Claude explique qu’à la ferme La Chevrochère, « on travaille en pâturage tournant dynamique en ne faisant revenir les chèvres sur les parcelles qu’après un long moment. En plus, avec les vaches qui pâturent à la suite des chèvres, on a une bonne gestion des parasites dans nos prairies. On fait aussi régulièrement des copros ce qui nous a permis l’an dernier de n’avoir aucun traitement allopathique à faire ». Les résultats sont donc satisfaisants au niveau parasitaire, avec une place importante accordée à la prévention, par une bonne gestion du pâturage et le recours aux copros, permettant de réduire l’utilisation de traitements allopathiques.
Une filière peu rémunératrice
Sur les 160 000 litres produits chaque année par la ferme, 40 000 litres sont collectés par la laiterie La Lémance pour être vendus en filière longue, achetés à 1 €/l en moyenne sur l’année. Les 120 000 litres restants sont transformés en fromage à la ferme pour être commercialisés essentiellement en filière longue, notamment avec BioCoop, ce qui permet de valoriser autour de 2 € chaque litre de lait transformé.
Ces faibles valorisations du lait, que ce soit cru ou transformé, combinées à un coût relativement élevé de la poudre de lait bio, permet difficilement de trouver un équilibre financier pour la ferme. Cela renforce la volonté de l’éleveur de changer d’aliment d’allaitement et de repasser au lait de vache bio pour ses chevrettes. Mais en attendant de trouver un éleveur de vaches intéressé, il faut trouver des solutions pour garder une bonne santé économique.
De plus, voir partir bon nombre de chevreaux à 3 jours n’est pas toujours chose aisée. Malheureusement, l’engraissement des chevreaux pose plusieurs soucis car il ne dispose pas d’un marché pour la viande de chevreaux à proximité de sa ferme. La viande est plutôt chère, particulièrement en comparaison avec la faible demande des consommateurs, liée surtout au manque d’habitude.

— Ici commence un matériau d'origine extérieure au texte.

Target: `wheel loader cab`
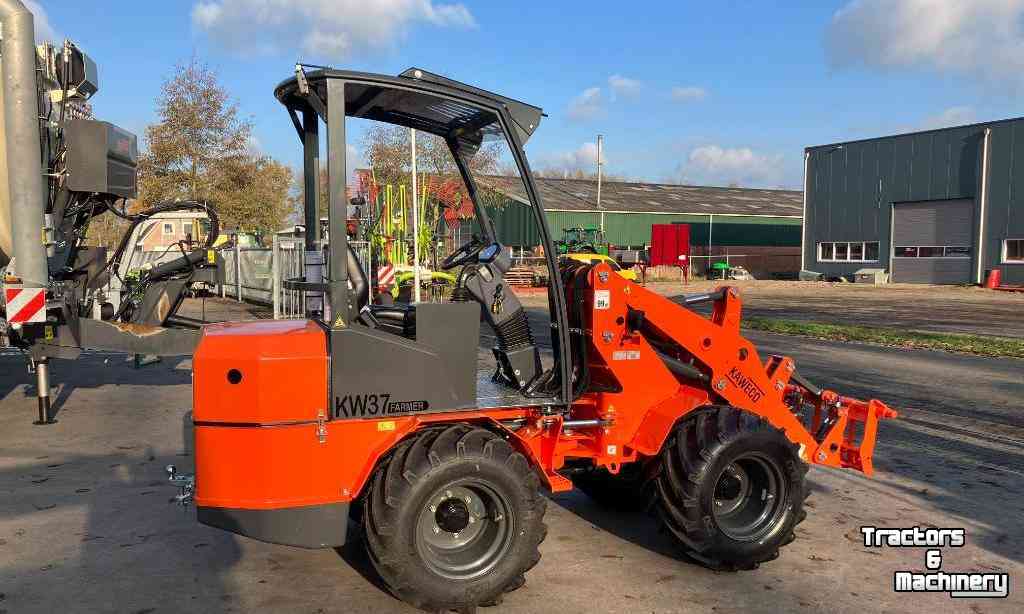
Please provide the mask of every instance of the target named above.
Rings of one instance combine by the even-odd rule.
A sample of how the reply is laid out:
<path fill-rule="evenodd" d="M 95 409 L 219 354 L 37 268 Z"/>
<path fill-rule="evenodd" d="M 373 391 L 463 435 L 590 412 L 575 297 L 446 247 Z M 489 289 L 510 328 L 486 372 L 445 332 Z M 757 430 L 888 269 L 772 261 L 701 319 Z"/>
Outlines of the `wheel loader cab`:
<path fill-rule="evenodd" d="M 306 268 L 285 286 L 305 293 L 307 319 L 224 323 L 204 331 L 194 360 L 196 493 L 200 519 L 207 524 L 314 546 L 343 541 L 334 523 L 354 496 L 343 493 L 343 484 L 357 483 L 376 454 L 386 451 L 355 452 L 361 448 L 345 444 L 339 452 L 335 428 L 370 428 L 386 440 L 389 429 L 395 437 L 401 429 L 381 419 L 564 406 L 570 391 L 561 357 L 568 337 L 556 252 L 522 151 L 540 123 L 540 108 L 418 70 L 384 77 L 333 70 L 306 74 L 299 67 L 275 96 L 304 150 L 303 205 L 305 227 L 311 229 L 305 236 Z M 421 143 L 429 137 L 451 154 L 462 196 L 453 209 L 462 212 L 457 221 L 464 227 L 433 263 L 455 278 L 443 301 L 383 305 L 374 300 L 374 271 L 384 259 L 373 252 L 360 258 L 346 232 L 346 134 L 356 120 L 415 129 Z M 316 189 L 323 144 L 328 152 L 326 258 L 318 235 L 323 196 Z M 498 176 L 481 170 L 494 172 L 496 165 L 484 167 L 476 158 L 495 148 L 505 152 L 507 164 Z M 429 174 L 419 179 L 421 186 L 436 181 Z M 397 201 L 393 207 L 398 208 Z M 511 252 L 494 217 L 512 209 L 534 222 L 522 240 L 541 246 L 543 256 L 532 264 L 549 280 L 550 322 L 531 322 L 508 286 Z M 372 240 L 396 217 L 392 213 L 365 229 Z M 449 218 L 434 223 L 452 226 Z M 542 353 L 539 346 L 548 337 L 551 349 Z M 315 443 L 311 449 L 307 435 Z M 344 439 L 350 441 L 350 435 Z M 254 454 L 256 449 L 261 453 Z M 344 449 L 359 457 L 339 461 L 336 454 L 345 455 Z M 242 467 L 267 476 L 259 488 L 241 486 L 250 482 Z M 324 470 L 310 474 L 310 468 Z M 304 532 L 283 528 L 293 522 Z"/>

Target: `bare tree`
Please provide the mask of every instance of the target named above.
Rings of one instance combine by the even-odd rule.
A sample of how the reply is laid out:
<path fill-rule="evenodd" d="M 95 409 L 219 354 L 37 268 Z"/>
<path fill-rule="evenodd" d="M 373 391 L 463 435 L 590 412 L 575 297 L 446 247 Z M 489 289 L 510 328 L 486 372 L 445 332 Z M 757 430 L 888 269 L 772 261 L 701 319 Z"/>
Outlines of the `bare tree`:
<path fill-rule="evenodd" d="M 225 227 L 276 229 L 291 202 L 291 169 L 250 151 L 252 123 L 211 69 L 195 57 L 177 67 L 145 130 L 139 201 L 209 201 Z"/>

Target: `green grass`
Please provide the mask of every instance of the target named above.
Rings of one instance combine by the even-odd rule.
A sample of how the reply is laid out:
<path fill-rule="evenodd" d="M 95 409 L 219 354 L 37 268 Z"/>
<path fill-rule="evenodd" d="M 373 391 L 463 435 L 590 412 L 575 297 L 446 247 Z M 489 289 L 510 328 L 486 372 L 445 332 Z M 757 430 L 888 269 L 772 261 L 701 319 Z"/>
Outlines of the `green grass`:
<path fill-rule="evenodd" d="M 1002 337 L 921 333 L 766 317 L 744 317 L 743 327 L 752 331 L 799 335 L 833 341 L 857 341 L 900 348 L 944 350 L 979 356 L 1024 358 L 1024 341 Z"/>

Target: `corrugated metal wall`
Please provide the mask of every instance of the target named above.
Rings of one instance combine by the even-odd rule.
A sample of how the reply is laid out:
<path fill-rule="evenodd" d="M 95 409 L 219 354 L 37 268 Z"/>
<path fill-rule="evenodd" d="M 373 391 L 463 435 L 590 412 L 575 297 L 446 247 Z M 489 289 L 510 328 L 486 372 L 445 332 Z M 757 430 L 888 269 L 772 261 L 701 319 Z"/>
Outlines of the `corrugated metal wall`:
<path fill-rule="evenodd" d="M 530 209 L 510 201 L 501 207 L 488 207 L 487 213 L 498 228 L 499 239 L 507 246 L 540 245 L 540 232 Z M 558 240 L 564 228 L 598 226 L 597 212 L 549 211 L 548 229 Z M 651 224 L 690 224 L 690 243 L 708 245 L 709 216 L 663 215 L 649 213 L 605 213 L 604 228 L 608 242 L 615 246 L 641 247 L 650 244 Z M 474 224 L 474 228 L 476 228 Z M 737 217 L 716 215 L 710 224 L 714 246 L 800 247 L 800 220 L 795 218 Z"/>
<path fill-rule="evenodd" d="M 562 229 L 572 226 L 597 226 L 601 216 L 596 212 L 549 211 L 548 226 L 557 238 Z M 605 213 L 604 230 L 608 242 L 615 246 L 640 247 L 650 244 L 651 224 L 690 224 L 690 244 L 708 245 L 709 217 L 706 215 L 660 215 L 649 213 Z M 710 225 L 715 246 L 778 246 L 800 245 L 800 220 L 794 218 L 759 218 L 715 216 Z"/>
<path fill-rule="evenodd" d="M 1024 120 L 808 148 L 806 267 L 829 275 L 865 266 L 889 269 L 893 203 L 974 199 L 978 211 L 986 127 L 992 133 L 982 268 L 999 266 L 1005 279 L 1024 282 L 1024 265 L 999 264 L 1002 239 L 1024 237 L 1024 205 L 1019 202 L 1024 190 Z M 975 237 L 978 222 L 976 216 Z M 834 240 L 878 240 L 880 262 L 819 263 L 817 244 Z M 977 266 L 976 260 L 972 266 Z"/>

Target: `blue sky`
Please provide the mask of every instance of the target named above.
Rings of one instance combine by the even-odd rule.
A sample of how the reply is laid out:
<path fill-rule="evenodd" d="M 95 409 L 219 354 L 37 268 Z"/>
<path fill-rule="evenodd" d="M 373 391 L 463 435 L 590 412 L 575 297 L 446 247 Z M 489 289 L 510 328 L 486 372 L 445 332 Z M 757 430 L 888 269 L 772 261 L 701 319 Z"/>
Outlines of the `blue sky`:
<path fill-rule="evenodd" d="M 1024 115 L 1024 0 L 35 4 L 37 30 L 99 64 L 99 119 L 141 136 L 196 54 L 293 165 L 272 89 L 300 58 L 417 65 L 538 104 L 535 167 L 591 168 L 601 133 L 607 172 L 640 180 L 799 187 L 807 145 Z"/>

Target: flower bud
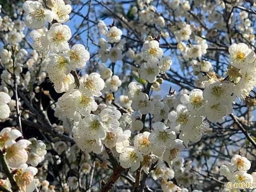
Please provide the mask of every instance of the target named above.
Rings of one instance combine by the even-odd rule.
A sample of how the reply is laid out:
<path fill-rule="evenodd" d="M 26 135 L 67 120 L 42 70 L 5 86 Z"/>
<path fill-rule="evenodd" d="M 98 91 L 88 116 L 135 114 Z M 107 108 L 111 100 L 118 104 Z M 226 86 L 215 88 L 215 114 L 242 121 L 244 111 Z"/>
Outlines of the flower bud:
<path fill-rule="evenodd" d="M 46 6 L 49 8 L 54 7 L 56 3 L 54 0 L 46 0 Z"/>
<path fill-rule="evenodd" d="M 160 84 L 162 84 L 163 82 L 163 80 L 162 78 L 160 78 L 159 79 L 157 79 L 157 81 Z"/>

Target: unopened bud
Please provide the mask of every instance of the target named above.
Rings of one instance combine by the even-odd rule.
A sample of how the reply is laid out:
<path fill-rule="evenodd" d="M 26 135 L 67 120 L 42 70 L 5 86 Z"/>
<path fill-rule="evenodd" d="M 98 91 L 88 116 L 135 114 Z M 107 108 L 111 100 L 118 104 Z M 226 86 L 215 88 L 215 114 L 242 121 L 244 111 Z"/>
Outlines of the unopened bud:
<path fill-rule="evenodd" d="M 147 36 L 147 37 L 146 37 L 146 41 L 152 41 L 154 40 L 154 38 L 153 38 L 152 36 Z"/>
<path fill-rule="evenodd" d="M 162 78 L 159 78 L 159 79 L 157 79 L 157 81 L 160 84 L 162 84 L 163 82 L 163 80 Z"/>
<path fill-rule="evenodd" d="M 160 84 L 157 81 L 155 81 L 153 83 L 153 86 L 155 88 L 158 88 L 160 85 Z"/>
<path fill-rule="evenodd" d="M 54 7 L 56 3 L 54 0 L 46 0 L 46 6 L 49 8 Z"/>

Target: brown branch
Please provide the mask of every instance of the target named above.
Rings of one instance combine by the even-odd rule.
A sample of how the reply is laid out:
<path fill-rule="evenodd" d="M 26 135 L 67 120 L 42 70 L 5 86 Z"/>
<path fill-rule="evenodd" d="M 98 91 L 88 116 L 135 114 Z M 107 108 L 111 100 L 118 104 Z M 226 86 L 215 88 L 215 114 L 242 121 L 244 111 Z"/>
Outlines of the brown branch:
<path fill-rule="evenodd" d="M 235 123 L 237 125 L 239 129 L 242 131 L 243 133 L 244 134 L 246 138 L 248 139 L 249 141 L 252 144 L 252 145 L 256 148 L 256 142 L 252 138 L 252 137 L 248 134 L 248 132 L 244 128 L 243 126 L 240 123 L 240 122 L 238 121 L 236 117 L 234 116 L 234 114 L 230 114 L 231 118 L 234 120 Z"/>
<path fill-rule="evenodd" d="M 135 184 L 134 192 L 138 192 L 140 186 L 140 175 L 141 172 L 141 167 L 139 167 L 136 171 L 136 178 L 135 179 Z"/>
<path fill-rule="evenodd" d="M 116 180 L 120 177 L 122 173 L 125 170 L 121 165 L 118 165 L 113 169 L 112 174 L 110 176 L 107 182 L 102 184 L 101 192 L 107 192 L 114 186 Z"/>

C’est pourquoi Claude regarde avec attention les avancées des expérimentations sur les lactations longues. Il aimerait beaucoup pouvoir garder ses chèvres pendant 2-3 ans en lactation avant qu’elles mettent à nouveau bas. Cela permettrait peut-être de garder des chèvres plus longtemps, et assurément de valoriser du lait toute l’année en fromages, tout en réduisant le nombre de chevreaux nés chaque année.